An ice storm blasted Sunday, so we were happy to stay put. Ice and compromised balance do not blend well. Then, before the ice could melt, it snowed. Another good day to stay indoors.

On the third day, after some much needed sleep, I decided that my lungs could use fresh air, so I snuck out early armed with camera.

Signs of the ice storm were still visible.

Our rural landscape transformed into a misty monochrome dream. I drove with the windows down, inhaling the crisp air, listening for birdsong. Chickadees, Downy Woodpeckers, and Blue Jays flit between the barren trees and tall pines. Too quick for my lens, but the company lifted my spirits.

Stopping on a bridge, I captured this wintry scene, marvelling at the clarity of reflection on the frigid water’s surface.

I’ve been dreading the onset of winter months, something we have avoided for the past three years.
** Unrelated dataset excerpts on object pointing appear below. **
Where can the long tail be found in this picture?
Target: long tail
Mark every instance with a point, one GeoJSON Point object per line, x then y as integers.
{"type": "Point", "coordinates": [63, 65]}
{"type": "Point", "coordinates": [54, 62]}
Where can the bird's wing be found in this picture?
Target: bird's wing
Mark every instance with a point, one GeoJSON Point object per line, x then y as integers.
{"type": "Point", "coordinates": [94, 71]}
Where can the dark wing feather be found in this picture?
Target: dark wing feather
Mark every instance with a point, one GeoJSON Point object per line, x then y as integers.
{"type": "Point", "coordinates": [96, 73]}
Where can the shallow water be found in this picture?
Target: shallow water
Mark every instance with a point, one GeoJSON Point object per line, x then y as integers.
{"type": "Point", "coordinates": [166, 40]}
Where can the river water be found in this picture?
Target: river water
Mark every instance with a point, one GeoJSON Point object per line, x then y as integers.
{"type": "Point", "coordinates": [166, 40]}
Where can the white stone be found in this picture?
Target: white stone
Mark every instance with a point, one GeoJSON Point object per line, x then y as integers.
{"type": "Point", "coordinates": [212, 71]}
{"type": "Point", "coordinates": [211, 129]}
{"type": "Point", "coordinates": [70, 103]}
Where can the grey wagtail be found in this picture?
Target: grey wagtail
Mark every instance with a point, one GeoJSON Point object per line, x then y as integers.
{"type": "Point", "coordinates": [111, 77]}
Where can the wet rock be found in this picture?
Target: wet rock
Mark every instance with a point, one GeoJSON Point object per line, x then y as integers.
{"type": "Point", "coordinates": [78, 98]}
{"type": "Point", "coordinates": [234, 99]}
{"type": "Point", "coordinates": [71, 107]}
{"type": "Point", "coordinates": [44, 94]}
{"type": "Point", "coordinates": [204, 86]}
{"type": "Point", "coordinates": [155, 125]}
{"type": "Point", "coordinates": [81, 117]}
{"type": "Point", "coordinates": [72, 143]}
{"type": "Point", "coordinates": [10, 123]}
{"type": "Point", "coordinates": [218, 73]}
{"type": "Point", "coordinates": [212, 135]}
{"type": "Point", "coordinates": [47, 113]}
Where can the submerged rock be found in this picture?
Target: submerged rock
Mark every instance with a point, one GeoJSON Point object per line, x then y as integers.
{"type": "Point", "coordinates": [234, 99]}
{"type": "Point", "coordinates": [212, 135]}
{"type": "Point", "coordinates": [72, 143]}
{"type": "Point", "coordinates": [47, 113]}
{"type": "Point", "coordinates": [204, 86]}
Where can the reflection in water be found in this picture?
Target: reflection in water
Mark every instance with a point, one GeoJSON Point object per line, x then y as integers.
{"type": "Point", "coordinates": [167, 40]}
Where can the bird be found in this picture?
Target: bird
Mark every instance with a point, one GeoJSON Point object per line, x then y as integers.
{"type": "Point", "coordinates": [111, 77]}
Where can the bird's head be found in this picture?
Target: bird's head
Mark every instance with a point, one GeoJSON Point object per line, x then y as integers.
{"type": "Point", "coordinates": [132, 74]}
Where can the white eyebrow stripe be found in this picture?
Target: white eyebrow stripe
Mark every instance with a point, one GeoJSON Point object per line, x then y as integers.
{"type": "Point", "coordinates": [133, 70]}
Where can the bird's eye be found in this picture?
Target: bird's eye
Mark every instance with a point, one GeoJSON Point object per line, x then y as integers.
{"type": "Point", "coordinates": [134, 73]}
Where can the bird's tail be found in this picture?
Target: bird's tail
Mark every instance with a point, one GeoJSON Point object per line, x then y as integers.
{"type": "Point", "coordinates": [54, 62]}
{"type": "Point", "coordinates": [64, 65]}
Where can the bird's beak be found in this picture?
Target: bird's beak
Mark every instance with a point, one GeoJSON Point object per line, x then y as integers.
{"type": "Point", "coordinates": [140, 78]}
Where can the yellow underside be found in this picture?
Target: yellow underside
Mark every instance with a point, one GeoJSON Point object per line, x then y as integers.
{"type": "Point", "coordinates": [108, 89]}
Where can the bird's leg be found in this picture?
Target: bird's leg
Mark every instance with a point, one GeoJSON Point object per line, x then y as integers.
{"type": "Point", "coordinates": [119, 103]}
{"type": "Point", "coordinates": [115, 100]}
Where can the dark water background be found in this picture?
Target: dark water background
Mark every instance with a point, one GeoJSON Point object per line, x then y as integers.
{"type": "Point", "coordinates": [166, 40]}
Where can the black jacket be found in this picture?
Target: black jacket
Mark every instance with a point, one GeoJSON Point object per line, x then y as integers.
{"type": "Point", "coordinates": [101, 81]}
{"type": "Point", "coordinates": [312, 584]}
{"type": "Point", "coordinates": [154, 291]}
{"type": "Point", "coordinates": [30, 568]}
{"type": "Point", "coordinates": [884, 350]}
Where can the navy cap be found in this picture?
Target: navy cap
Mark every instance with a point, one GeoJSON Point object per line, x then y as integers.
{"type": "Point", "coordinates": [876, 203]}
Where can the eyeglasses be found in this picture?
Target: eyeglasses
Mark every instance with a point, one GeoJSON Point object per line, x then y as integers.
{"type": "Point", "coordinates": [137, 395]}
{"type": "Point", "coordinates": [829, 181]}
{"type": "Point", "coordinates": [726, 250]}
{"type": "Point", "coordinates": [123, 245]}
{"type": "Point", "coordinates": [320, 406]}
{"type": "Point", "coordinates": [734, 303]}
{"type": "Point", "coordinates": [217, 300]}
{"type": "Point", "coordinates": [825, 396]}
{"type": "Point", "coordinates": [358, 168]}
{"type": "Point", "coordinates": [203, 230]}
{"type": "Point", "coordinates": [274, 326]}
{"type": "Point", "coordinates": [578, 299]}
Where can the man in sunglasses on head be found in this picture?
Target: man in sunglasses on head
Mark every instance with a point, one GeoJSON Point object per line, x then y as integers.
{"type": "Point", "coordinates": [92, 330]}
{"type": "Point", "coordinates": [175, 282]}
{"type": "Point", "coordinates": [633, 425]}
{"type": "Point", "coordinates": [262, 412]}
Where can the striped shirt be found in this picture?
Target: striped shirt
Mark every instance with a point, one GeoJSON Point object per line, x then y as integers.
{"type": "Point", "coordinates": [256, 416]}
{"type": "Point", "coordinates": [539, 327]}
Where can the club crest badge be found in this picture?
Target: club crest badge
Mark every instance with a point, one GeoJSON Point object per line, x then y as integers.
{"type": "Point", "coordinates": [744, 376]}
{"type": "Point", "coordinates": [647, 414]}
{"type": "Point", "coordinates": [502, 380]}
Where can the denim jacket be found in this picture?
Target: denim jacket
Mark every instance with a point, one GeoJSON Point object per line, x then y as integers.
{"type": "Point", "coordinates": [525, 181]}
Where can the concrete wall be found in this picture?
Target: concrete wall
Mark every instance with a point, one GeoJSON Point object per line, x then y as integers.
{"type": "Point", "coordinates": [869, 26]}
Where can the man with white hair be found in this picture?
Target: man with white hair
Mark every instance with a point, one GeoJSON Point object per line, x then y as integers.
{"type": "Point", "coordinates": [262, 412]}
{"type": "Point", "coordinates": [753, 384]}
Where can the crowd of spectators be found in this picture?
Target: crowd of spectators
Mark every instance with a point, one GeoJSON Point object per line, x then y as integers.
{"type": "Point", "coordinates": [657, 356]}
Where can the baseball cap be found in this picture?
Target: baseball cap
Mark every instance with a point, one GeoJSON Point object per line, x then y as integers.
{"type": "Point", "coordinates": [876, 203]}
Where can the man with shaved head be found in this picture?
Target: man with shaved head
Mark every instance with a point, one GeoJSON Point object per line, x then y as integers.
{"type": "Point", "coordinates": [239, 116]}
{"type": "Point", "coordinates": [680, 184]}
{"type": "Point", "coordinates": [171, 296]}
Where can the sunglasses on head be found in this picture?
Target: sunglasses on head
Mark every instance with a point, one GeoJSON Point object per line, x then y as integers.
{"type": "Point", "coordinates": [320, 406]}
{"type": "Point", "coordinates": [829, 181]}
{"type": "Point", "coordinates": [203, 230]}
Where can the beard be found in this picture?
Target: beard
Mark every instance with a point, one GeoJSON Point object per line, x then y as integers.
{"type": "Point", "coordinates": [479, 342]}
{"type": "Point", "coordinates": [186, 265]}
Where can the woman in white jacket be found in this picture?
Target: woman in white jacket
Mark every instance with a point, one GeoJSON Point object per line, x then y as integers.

Now that I have discovered the pleasure of photography, I am looking forward to the discovery that lies ahead.

Beauty really is to be found in all moments. I am grateful for that.

Pondering Abstractions

The certainty of yesterday
has slipped our grasp
light deflecting truth
tossing us into the abstract

I ponder process
and outcomes,
will my mind to carry me
gliding between thermals
dissolving into vapours

Some realities too hard to bear –
dislodged, we tread the indeterminate.

(I submit these images and poem to the challenges of Lens-Artists and Ragtag Community. While we try to stay focused on the upcoming holiday celebrations, our hearts are heavy with recent loss and the news of cancer striking close to home. I am reminded that Christmas can amplify tragedy. Be extra kind to one another.)